George Saad’s paraphrase of the famous papal encyclical “Veritatis Splendor” (John Paul II, 1993), attributing all sorts of University problems to a lack of objective standards, is amusing and bizarre (“It’s All Relative,” 11/17/09).
Believing the premise for a second, he seems to believe the problem “occup[ies] every aspect of life at the University.” For the students who aspire to the hard sciences or the most popular major on campus, economics, the answer would be quite different. Students in these disciplines seek truth in results that directly relate to the real world. And most of them, quite objectively, aren’t relativists.
That said, their skepticism is rooted in the belief that our models will be overturned, refined or extended.
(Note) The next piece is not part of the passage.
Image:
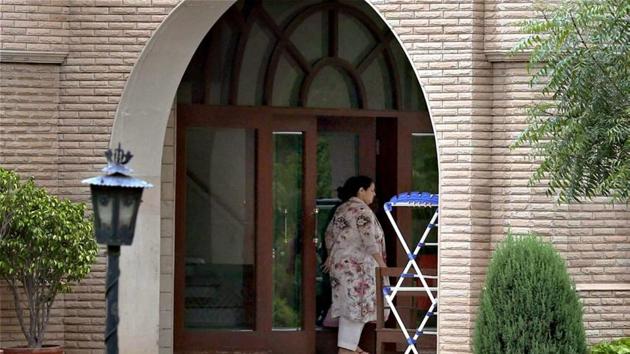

As Feynman said on even his own self-criticisms: “I am, of course, not sure of that.” Most scientists are happy living in tandem with skepticism. After all, if we claimed objective knowledge of the universe, it would be a pretty boring subject (and a pretty wrong one).
Which brings us to the most curious part of the article. There is no (and I mean objectively no) discussion of the reasons objective truth exists, just the repeated sentiment that it makes everything work out so much more cleanly. Ironically, the sentimental (read: relative) criterion of accepting ideas because they make us feel good is at the root of his complaint about “inventing the truth for ourselves” to begin with.
One question seems to nag at me, though—for someone so focused on objective knowledge, how did he get half of the student body so wrong? Maybe (surprise), what we personally hold to be objectively true can sometimes be wrong—driving, of course, the need for skepticism. As Feynman said on winning the Nobel Prize, “I am, of course, not sure of that.”
And trust me, we math majors are not self-conscious and awkward because we don’t believe in proving things.